- Theatrical release poster
- Directed by: Neeraj Vora
- Written by: Anees Bazmee
- Based on: Udayananu Tharam (Malayalam) by Sreenivasan
- Produced by: Rajat Rawail Anil Kapoor Sunil Manchanda
- Starring: Akshaye Khanna Amrita Rao Arshad Warsi
- Cinematography: Ashok Mehta Johny Lal Arvind Soni
- Edited by: Rajiv Gupta
- Music by: Shankar–Ehsaan–Loy
- Production company: Anil Kapoor Film Company
- Distributed by: Indian Films
- Release date: 10 July 2009;
- Running time: 156 minutes
- Country: India
- Language: Hindi

= Short Kut =

Shortkut (also known as Short Kut: The Con Is On) is a 2009 Indian Hindi-language comedy film directed by Neeraj Vora and produced by Anil Kapoor under Anil Kapoor Films Company. The film stars Akshaye Khanna, Arshad Warsi, and Amrita Rao in lead roles. It was released on 10 July 2009 worldwide to negative reviews from critics.

The film was an uncredited remake of the Malayalam-language film Udayananu Tharam, itself inspired from the 1999 American comedy Bowfinger.

==Plot==
The story focuses on Shekhar, who is currently an assistant director, hoping to write and direct his own movies soon. His friend Raju is a struggling actor who has been waiting on Shekhar to write a film script so he can star in his movie. However, when Shekhar rejects him as the film's leading role, Raju decides to steal Shekhar's film script, star in the movie himself and release it without crediting Shekhar. The film is released and it turns out to be a blockbuster, propelling Raju to overnight stardom. Heartbroken Shekhar, now experiences a break-up with his girlfriend Mansi. Nonetheless, Shekhar writes a new and better film script and wants to star Raju in it, however when Raju rejects the script, Shekhar decides to film the movie without Raju ever knowing that he is in it. Shekhar and his low-budget film crew follow Raju around everywhere to complete their movie covertly. Eventually, when the movie is released, Raju's role in the film attracts embarrassment and humiliation but the film itself succeeds and Shekhar finally enjoys a taste of success in the film industry. In the end, an unfazed Raju decides not to change his ways but to again steal someone else's script.

== Cast ==
- Arshad Warsi as Rajesh "Raju" (King Kumar)
- Akshaye Khanna as Shekhar Giriraj
- Amrita Rao as Mansi
- Chunky Pandey as Guru Kapoor
- Tiku Talsania as Tolani
- Siddharth Randeria as Kantibhai
- Ali Asghar as Vikram “Vicky”, Mansi's brother
- Anil Kapoor as himself (special appearance)
- Sanjay Dutt as himself (special appearance)

==Soundtrack==

The film's soundtrack was composed by Shankar–Ehsaan–Loy, with lyrics penned by Javed Akhtar. The song, "Patli Galli" was split into two versions in the film, even though only one version was included in the soundtrack.
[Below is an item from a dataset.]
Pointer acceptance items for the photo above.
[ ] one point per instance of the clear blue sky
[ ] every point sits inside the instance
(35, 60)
The soundtrack contains four original songs and three remixes.

Track listing
| No. | Title | Artist(s) | Length |
|---|---|---|---|
| 1. | "Patli Galli" | Shankar Mahadevan | 3:31 |
| 2. | "Kyun Hota Hai Dil Deewana" | Shreya Ghoshal, Javed Ali | 3:35 |
| 3. | "Mareeze Mohabbat" | Nikita Nigam, Keerthi Sagathia, Hrishikesh Kamerkar, Shankar Mahadevan | 3:59 |
| 4. | "Kal Nau Baje" | Alka Yagnik, Sonu Nigam | 4:13 |
| 5. | "Patli Galli" (Remix) | Shankar Mahadevan, DJ Nasha, Nucleya | 4:14 |
| 6. | "Mareeze Mohabbat" (Remix) | Nikita Nigam, Keerthi Sagathia, Hrishikesh Kamerkar, Shankar Mahadevan, DJ Nasha | 3:54 |

==Reception==
Taran Adarsh of Bollywood Hungama gave the film one out of five, writing, "On the whole, SHORT KUT - THE CON IS ON is a poor show all the way. A major disappointment." Shubhra Gupta of The Indian Express wrote, "Shortkut suffers from director Neeraj Vora's customary inability to infuse any newness or subtlety into a plot that could easily have gone the other way. It covers roughly the same ground as Zoya Akhtar's Luck By Chance,minus its craft and skill. Everything is loud and plastic, and the actors all chant their lines at the top of their voices." Gaurav Malani of The Economic Times gave the film 1 out of 5, writing, "The derived screenplay is patchy and its shows as writer Neeraj Vora struggles to script weak characters and weaker conflicts."